Do We Have To Send You Back To The Daily Show Again?
Here's Jim Cramer building and knocking down a straw man on one of NBC's multi-platform products this morning:
I think it was a naive and misleading thing to attack the media. We weren’t behind this. CNBC, in particular, has been out front on this. … I think there are people who bear so much more responsibility [than the media] that it’s just wrong-headed: the politicians, the regulators, the SEC, the lenders, the investment banks. … It’s just a naive focus, it really is Meredith.
I like the part where Cramer says he was taking "the high road" on the interview, to Jon Stewart's face, while calling him naive when he won't be faced with a rebuttal. Quite a man.
What is misleading and fallacious is the notion that Stewart believes the media are solely responsible for the meltdown. He's a media critic, making the media his focus. But of course, everyone understands the failure of regulators and the greed of executives. That would be, um, not the point of the critique, which is that CNBC has abdicated their responsibility to the viewer to make any sense of the meltdown. And Cramer brushes aside his admission of guilt from when, um, HE was one of those traders on the other side engaging in illegal activity.

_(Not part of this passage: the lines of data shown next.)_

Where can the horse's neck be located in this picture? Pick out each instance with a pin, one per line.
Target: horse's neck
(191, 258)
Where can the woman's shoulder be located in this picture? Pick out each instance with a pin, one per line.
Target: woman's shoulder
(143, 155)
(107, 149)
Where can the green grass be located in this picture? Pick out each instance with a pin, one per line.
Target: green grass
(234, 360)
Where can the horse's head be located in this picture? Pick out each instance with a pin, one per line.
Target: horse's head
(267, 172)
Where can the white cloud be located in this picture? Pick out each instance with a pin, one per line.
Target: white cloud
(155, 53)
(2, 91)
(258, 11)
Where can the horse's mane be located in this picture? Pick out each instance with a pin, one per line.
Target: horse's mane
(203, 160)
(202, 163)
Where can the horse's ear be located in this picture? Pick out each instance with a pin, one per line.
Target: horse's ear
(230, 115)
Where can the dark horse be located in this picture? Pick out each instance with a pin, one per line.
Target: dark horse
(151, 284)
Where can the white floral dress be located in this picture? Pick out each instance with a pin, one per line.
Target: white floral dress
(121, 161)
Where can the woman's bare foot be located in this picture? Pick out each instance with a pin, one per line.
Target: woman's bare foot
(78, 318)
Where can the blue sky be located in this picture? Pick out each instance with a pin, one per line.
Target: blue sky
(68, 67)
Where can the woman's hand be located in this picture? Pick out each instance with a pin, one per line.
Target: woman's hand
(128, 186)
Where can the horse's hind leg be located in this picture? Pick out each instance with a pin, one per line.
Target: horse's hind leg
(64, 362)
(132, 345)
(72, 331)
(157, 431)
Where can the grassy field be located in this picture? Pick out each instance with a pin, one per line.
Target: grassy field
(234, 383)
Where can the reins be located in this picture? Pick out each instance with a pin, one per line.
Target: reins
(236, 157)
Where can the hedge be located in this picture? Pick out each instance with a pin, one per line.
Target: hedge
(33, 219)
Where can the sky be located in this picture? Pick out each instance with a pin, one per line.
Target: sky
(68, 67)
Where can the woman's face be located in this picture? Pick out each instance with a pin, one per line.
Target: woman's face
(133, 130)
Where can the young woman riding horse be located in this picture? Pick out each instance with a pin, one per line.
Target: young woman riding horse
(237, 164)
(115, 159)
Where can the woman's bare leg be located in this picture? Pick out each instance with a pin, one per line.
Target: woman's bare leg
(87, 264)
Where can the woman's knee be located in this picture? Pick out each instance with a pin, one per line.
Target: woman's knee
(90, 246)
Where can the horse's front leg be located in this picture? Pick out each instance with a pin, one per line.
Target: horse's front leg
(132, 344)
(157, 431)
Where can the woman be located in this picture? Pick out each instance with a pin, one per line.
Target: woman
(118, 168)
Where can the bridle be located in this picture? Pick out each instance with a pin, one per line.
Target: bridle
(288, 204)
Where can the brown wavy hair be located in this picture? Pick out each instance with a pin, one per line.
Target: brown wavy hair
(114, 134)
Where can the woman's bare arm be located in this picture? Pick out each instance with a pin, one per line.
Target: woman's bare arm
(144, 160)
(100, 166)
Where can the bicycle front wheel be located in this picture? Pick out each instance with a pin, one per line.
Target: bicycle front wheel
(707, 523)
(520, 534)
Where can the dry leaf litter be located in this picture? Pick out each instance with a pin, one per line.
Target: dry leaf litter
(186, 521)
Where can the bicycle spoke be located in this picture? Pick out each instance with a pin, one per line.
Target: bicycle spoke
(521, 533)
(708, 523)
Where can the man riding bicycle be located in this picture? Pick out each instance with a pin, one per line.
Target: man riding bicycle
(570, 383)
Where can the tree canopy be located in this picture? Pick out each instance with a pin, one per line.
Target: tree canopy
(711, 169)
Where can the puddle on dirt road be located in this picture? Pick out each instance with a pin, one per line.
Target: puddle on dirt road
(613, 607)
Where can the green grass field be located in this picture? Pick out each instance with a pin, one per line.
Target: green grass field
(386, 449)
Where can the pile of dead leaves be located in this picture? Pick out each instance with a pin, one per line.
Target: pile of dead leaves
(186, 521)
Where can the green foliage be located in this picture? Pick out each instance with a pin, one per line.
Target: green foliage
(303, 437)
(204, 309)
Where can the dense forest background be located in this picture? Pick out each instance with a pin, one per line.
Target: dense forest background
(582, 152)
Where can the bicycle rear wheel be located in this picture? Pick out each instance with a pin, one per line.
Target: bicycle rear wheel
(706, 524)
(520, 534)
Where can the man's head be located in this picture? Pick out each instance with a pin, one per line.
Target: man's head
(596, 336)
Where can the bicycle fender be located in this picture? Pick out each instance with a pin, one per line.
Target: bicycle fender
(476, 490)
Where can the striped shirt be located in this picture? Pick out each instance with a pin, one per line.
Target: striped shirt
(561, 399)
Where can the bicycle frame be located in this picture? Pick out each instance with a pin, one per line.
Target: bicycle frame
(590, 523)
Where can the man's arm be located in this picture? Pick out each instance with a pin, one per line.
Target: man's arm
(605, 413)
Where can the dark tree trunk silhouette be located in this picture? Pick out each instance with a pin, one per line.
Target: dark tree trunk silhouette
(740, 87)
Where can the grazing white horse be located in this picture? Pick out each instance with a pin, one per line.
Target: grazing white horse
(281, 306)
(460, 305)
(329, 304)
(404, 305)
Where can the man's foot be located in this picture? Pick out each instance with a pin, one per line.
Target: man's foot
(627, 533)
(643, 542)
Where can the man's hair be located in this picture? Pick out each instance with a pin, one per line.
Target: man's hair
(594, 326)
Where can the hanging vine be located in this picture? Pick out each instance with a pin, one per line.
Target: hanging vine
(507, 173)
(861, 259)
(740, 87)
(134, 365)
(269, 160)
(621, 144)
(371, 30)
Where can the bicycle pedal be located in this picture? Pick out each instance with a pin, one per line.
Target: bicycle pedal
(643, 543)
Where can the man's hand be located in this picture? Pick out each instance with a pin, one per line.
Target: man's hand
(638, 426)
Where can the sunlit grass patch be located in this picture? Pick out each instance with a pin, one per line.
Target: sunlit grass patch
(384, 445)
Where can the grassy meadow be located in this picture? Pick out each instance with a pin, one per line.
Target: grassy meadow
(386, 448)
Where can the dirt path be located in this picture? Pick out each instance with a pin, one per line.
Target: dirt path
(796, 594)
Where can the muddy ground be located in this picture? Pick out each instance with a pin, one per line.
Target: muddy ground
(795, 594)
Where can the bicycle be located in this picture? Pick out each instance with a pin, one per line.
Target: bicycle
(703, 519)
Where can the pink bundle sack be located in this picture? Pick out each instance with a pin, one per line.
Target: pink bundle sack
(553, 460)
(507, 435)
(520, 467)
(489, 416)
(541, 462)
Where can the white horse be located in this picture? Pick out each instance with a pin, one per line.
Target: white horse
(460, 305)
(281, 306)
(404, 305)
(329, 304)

On the Monday show, The Daily Show ran a segment about short selling. That was meant to run right before Cramer's appearance (he alludes to it, but they cut it when the interview went over). The segment focused on the actual traders involved in this. It actually featured Deep Capture creator Patrick Byrne, the CEO of Overstock.com. So to say that Stewart is monomaniacally focused on the media's culpability is just wrong, and Cramer knows it.
Meanwhile, Tucker Carlson is concern trolling. Congrats, Tuckie, you got your name mentioned on the show!